Il caos, i fisici lo hanno definito con precisione, cosa assurda se si pensa di che cosa si parla, ma se si dovesse dare un esempio empirico io oggi vi proporrei la situazione politico/umanitaria del Sudan: il caos appunto.
Dopo il referendum che ha sancito la divisione tra nord e sud si sperava la pace, si aspettava la pace, oggi invece quella parola sembra solo una barzelletta. Voi immaginate, i dati sono dell’ONU, 800mila persone che vogliono e devono fare ritorno al Sud e, all’inverso, 75mila che vogliono andare al Nord. Queste migrazioni fanno sicuramente danno più al Sud che al Nord, là infatti la situazione politica è nascente, l’economia praticamente non esiste e la povertà è estrema, 800mila persone in più non sono certo un problema da poco.
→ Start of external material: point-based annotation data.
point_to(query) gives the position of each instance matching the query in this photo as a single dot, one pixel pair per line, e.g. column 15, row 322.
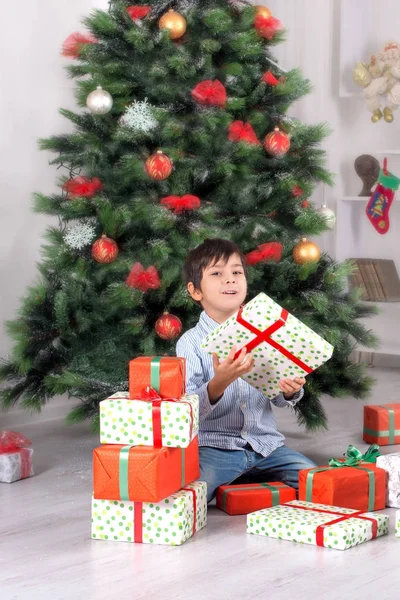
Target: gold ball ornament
column 388, row 114
column 174, row 22
column 306, row 252
column 158, row 166
column 99, row 102
column 361, row 75
column 263, row 10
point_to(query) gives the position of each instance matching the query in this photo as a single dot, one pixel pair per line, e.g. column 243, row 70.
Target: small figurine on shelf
column 367, row 168
column 381, row 81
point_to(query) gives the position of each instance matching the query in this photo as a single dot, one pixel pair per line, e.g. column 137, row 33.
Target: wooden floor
column 46, row 550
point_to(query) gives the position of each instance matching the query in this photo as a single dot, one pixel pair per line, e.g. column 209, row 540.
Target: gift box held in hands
column 349, row 483
column 15, row 457
column 143, row 473
column 281, row 345
column 391, row 464
column 248, row 497
column 318, row 524
column 165, row 374
column 171, row 521
column 382, row 424
column 149, row 422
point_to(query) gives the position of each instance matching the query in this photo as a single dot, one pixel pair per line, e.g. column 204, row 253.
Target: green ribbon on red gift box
column 265, row 336
column 391, row 433
column 353, row 458
column 274, row 489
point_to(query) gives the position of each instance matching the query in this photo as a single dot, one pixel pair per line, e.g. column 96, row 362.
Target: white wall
column 34, row 86
column 313, row 43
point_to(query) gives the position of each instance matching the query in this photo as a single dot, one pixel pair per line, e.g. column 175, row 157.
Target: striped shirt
column 242, row 415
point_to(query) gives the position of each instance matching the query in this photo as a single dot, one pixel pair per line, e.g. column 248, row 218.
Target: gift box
column 361, row 487
column 391, row 464
column 281, row 345
column 156, row 422
column 143, row 473
column 171, row 521
column 15, row 457
column 246, row 498
column 165, row 374
column 382, row 424
column 318, row 524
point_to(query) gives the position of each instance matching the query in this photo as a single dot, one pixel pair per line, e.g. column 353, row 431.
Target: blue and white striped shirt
column 242, row 415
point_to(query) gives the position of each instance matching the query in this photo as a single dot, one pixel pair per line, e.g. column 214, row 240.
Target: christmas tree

Si deve aggiungere che il 5 gennaio era stato siglato un cessate il fuoco fra forze antigovernative e esercito del Sud in una settimana, ed è la settimana appena passata 105 sono i morti provocati dagli scontri e di questi una quarantina civili, in particolare donne e bambini. Non sono mai cessate, invece, le uccisioni nelle vicinanze dei pozzi petroliferi. Non solo questo è il caos, credo che sia anche l’ingiustizia più palese, il petrolio è in territorio del sud ma è sempre stato controllato dal nord, il petrolio oggi non viene abbandonato dal nord, che lascia solo che la gente si stipi al sud fino a scoppiare.
Questa è la dimostrazione che non basta un referendum per cambiare la vita di un popolo, molti hanno sostenuto che dare la scelta al popolo era una svolta, forse sì l’atto in sé lo può essere stato ma oggi a che cosa ha giovato? Se la politica si concentrasse sul problema umano forse il Sudan, e come lui molti altri stati, non sarebbe il paradigma del caos.